The principal problem with rationality lies in its applicability in real-world scenarios. With the state, governments, banks and other financial instruments, the free-market hypothesis is not of practical significance. As logical as it might seem, rationality has been seen as contradictory to human behaviour. Human beings can be manipulative but not calculative. Altogether, this principle of rationality is normative, it tells us how people should behave rather than how they behave.
Had they been perfectly rational and thus predictable, there would have been no need to draft policies and contracts, and institutions would have lost the value they hold. However, this isn’t the case, to begin with.
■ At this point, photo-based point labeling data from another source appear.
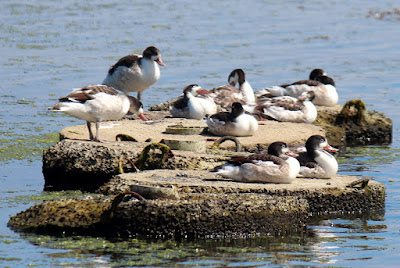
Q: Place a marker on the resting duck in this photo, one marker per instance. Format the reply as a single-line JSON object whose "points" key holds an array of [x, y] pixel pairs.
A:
{"points": [[96, 103], [225, 96], [277, 166], [323, 87], [317, 162], [193, 107], [135, 72], [315, 73], [288, 109], [234, 123]]}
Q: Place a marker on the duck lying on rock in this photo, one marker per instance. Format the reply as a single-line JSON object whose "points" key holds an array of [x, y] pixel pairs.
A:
{"points": [[276, 166], [288, 109], [234, 123], [322, 85]]}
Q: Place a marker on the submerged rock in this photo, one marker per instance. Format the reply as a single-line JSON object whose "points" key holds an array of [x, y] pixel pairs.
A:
{"points": [[352, 125], [199, 204]]}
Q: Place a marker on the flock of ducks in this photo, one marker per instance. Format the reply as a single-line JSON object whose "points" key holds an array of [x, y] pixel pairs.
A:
{"points": [[228, 111]]}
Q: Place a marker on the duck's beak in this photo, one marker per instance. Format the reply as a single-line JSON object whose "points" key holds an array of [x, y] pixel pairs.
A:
{"points": [[330, 149], [292, 154], [203, 91], [160, 62], [141, 116]]}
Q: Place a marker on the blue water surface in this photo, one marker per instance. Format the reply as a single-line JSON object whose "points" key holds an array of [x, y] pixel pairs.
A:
{"points": [[49, 47]]}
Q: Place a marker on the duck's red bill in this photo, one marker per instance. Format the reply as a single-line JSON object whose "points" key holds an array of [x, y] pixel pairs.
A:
{"points": [[141, 116], [331, 149]]}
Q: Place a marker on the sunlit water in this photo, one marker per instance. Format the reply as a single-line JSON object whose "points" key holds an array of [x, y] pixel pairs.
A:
{"points": [[49, 47]]}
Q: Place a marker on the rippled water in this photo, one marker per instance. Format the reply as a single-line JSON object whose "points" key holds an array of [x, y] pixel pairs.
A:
{"points": [[49, 47]]}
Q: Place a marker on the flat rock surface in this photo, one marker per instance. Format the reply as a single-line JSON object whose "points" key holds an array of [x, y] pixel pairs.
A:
{"points": [[268, 132], [213, 182]]}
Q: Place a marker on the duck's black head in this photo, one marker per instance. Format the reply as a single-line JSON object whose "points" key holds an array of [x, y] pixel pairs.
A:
{"points": [[236, 76], [325, 80], [278, 148], [237, 109], [316, 72], [152, 53]]}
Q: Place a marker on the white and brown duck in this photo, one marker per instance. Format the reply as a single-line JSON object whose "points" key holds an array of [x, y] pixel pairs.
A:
{"points": [[97, 103], [135, 73], [275, 166], [234, 123], [193, 104]]}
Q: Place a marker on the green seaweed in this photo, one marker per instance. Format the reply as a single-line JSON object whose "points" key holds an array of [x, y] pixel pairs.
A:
{"points": [[28, 147]]}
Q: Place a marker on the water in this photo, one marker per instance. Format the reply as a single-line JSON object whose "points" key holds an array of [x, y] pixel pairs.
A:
{"points": [[49, 47]]}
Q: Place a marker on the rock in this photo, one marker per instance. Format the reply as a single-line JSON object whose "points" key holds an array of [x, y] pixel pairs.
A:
{"points": [[352, 124], [207, 206]]}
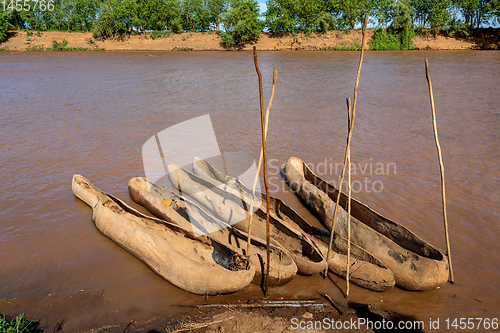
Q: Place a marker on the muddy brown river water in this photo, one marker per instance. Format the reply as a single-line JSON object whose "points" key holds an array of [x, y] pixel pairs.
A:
{"points": [[90, 113]]}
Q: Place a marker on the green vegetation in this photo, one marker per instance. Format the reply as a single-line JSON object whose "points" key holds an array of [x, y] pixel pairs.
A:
{"points": [[240, 22], [16, 325], [384, 40], [63, 46], [4, 25], [344, 46], [35, 48], [160, 34]]}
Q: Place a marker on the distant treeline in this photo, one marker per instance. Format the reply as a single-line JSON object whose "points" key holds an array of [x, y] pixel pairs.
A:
{"points": [[110, 17]]}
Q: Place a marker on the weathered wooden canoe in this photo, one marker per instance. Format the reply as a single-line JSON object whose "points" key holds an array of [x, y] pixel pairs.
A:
{"points": [[230, 208], [366, 270], [201, 266], [416, 264], [167, 205]]}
The human being is a social animal. He is reliable but biased, has social obligations, economic demands and political duties. He respects the social contract and the court of law. But, he is the one responsible for prevailing inequalities, prejudice, environmental degradation, food shortages, corruption, unemployment and inflation. He has strong preferences, making his decisions biased and contingent on just the information available to him. Hence, not rational. This is where systematic economic assumptions fail, and behavioural economics comes into play. It considers the psychological factors, emotional and cognitive biases in decision making. Unconscious bias, stubborn preferences and habits defy the traditional rational approach of game theory and microeconomics. The study of behaviour has led to unusual policy interventions. Many a time, people have reacted opposite to what was expected from them (or what was rational). One such example is the infamous Odd-Even Rule implemented by various cities globally, facing high levels of pollution. This policy aimed to induce an increase in the use of public transport rather than private vehicles, which seems rational. But with repeated phases of implementation, an increasing number of cars on the road was noticed. As years passed by, people saw a periodicity in this policy and decided to buy another vehicle with an odd number (if they owned an even one) and vice-versa. This policy debacle owed to the incorrect choice of time intervals and an underestimation to human decision making.
It is much more than mere economics that is to be considered while building theories. There is an imperative role of biology, psychology, cognitive sciences, philosophy and so on and so forth. All this does not deny the existing proposition of self-loving, selfish nature of human beings. It asserts that the world isn’t perfect, neither are its humans.